Быть счастливым есть быть верным исполнителем естественных мудрых законов; а как они основаны на общем добре и противны злу, то быть счастливым есть.... быть добрым". В этих словах весь Карамзин.
В эти годы задумывал он писать похвальные слова Петру и Ломоносову, набросал даже несколько мыслей для первого; но план этот не был исполнен. — 12-го марта; 1801 г. скончался император Павел, и 26-го марта Карамзин поздравлял брата с "новым любезным нашим императором". Восшествие на престол Александра Карамзин приветствовал одою, в которой сравнивает его восшествие с приходом весны, выражает надежду на великие дела, но желает мира, правды на суде, добрых нравов, образец которых должен представлять двор; при этом предостерегает от льстецов и указывает на доблести Пожарского и правдивость кн.
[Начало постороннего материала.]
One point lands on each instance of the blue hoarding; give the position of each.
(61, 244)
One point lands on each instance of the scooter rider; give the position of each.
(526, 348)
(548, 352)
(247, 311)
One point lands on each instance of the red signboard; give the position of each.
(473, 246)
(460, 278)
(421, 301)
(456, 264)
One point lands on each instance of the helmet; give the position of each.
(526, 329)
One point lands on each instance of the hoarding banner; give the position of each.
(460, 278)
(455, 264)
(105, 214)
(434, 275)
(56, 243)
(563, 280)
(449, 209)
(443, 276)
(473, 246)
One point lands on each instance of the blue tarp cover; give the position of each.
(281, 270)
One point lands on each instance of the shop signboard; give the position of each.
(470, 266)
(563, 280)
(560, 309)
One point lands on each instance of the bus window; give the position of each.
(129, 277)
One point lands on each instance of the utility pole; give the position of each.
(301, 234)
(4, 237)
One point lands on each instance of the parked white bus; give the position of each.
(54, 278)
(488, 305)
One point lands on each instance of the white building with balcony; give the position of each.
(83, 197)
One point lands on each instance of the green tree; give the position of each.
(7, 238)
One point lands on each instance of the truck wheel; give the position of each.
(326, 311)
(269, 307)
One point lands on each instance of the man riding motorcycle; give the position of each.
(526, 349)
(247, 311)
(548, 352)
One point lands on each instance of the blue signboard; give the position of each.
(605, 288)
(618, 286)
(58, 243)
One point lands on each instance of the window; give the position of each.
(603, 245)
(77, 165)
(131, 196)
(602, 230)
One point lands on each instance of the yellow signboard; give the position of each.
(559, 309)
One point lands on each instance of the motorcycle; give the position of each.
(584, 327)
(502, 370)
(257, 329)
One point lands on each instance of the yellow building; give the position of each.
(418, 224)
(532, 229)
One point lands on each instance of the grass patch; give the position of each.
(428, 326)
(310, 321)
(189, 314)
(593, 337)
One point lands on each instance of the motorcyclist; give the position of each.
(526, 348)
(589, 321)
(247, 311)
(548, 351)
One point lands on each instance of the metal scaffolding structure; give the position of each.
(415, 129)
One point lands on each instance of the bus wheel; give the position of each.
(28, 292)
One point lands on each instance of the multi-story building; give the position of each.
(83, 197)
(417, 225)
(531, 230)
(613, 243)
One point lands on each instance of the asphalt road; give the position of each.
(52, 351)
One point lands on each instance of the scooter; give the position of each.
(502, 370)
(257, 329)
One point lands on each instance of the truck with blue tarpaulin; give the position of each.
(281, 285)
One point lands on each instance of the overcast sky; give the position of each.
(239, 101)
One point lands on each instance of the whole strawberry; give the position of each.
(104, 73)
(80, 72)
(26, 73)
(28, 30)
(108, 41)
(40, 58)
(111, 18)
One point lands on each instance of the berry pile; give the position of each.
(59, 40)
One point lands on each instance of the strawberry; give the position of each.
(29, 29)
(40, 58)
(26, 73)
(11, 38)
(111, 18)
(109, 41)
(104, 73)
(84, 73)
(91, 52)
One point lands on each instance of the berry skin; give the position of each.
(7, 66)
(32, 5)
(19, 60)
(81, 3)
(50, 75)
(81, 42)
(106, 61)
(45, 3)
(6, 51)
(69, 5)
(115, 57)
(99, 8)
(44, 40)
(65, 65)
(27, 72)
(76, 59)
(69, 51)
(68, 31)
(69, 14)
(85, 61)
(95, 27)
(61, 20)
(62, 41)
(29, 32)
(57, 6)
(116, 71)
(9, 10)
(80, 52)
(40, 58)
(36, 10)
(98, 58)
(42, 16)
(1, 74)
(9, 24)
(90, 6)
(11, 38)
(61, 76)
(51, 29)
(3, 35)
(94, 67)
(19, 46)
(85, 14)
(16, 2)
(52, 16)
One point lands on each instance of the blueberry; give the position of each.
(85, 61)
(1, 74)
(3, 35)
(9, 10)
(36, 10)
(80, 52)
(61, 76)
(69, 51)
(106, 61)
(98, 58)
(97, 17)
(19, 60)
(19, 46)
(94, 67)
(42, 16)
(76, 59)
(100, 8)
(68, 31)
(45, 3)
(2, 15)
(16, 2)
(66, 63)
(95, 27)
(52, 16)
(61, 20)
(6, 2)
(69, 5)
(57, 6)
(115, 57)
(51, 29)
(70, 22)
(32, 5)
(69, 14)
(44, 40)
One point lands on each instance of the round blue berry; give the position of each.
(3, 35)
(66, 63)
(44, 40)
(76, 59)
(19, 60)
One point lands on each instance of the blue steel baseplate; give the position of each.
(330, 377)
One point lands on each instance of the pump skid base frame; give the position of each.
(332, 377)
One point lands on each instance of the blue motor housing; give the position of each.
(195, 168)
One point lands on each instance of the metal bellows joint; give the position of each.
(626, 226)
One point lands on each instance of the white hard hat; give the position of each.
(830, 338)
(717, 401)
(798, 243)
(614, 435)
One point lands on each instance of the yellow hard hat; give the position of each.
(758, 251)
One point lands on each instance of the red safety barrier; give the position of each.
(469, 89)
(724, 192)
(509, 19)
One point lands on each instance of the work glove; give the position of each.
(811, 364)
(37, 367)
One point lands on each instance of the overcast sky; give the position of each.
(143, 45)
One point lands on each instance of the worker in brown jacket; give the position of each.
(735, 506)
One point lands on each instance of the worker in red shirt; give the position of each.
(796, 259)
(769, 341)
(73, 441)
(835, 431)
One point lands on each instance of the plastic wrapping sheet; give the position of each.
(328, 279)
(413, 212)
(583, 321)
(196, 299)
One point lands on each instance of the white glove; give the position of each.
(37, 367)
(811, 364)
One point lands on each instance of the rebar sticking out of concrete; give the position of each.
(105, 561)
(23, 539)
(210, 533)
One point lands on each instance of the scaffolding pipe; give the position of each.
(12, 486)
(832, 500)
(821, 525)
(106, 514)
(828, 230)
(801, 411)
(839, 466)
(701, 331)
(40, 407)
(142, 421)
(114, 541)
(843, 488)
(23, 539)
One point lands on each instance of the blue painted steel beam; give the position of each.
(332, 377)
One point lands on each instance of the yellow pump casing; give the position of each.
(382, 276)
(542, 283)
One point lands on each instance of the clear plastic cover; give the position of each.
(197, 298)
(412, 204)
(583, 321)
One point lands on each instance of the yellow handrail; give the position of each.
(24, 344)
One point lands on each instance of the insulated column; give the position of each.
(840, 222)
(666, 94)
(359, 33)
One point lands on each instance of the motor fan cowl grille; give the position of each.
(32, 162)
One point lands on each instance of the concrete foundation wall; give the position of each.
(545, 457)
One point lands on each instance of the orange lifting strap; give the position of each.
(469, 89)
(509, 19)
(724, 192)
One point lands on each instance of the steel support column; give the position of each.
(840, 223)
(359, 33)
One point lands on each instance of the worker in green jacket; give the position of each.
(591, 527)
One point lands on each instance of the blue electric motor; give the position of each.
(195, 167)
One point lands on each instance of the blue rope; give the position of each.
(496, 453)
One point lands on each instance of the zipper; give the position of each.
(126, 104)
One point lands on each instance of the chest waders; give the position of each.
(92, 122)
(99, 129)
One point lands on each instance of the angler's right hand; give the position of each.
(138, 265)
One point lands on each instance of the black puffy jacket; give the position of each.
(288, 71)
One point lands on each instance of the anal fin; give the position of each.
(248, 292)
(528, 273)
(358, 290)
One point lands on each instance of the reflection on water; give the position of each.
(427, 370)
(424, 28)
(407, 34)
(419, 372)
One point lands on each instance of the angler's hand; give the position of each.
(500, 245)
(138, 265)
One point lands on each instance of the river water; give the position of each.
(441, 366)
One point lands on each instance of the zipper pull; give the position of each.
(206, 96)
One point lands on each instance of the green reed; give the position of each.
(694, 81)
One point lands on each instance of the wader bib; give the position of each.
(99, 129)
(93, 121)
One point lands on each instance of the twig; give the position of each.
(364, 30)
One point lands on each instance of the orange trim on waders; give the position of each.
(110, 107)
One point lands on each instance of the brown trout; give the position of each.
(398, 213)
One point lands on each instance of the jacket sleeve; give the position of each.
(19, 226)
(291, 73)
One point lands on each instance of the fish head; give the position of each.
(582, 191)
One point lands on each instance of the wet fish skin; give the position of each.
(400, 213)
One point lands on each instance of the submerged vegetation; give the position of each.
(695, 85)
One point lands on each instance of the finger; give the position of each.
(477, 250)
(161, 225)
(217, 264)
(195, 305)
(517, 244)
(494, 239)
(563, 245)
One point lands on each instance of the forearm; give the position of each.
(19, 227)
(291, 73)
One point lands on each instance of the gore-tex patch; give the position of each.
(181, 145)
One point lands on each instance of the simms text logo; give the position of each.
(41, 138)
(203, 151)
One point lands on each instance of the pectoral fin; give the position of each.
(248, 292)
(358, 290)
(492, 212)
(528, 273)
Я. Долгорукова; в заключение изображает, что музы снимают с себя черный креп. Император благосклонно принял эту оду. В апреле 1801 г. Карамзин женился на E. H. Протасовой, сестре Плещеевой.
Он прожил с ней только год, был очень счастлив, хотя постоянно тревожился ее плохим здоровьем.
В марте 1802 г. она родила дочь Софию, а в апреле скончалась.
Карамзин был неутешен.
Все время ее болезни он однако принужден был работать (он тогда издавал "Вестник Европы") и делил время между своим кабинетом и комнатою больной.
Отдыха он не имел. M. A. Дмитриев со слов дяди рассказывал, что раз утомленный он заснул на диване и видел странный сон: стоит он у вырытой могилы, а через нее подает ему руку дочь кн. Вяземского, Екатерина Андреевна, на которой он после женился; о ней он совсем не думал. Женился он второй раз в январе 1504 г. В 1801 г. Карамзин написал несколько кратких биографий для предпринятого П. П. Бекетовым издания: "Пантеон российских авторов" и в том же году он занят был составлением "Исторического похвального слова императрице Екатерине", которое было издано в 1802 г. Слово это принадлежит к числу замечательнейших сочинений Карамзина.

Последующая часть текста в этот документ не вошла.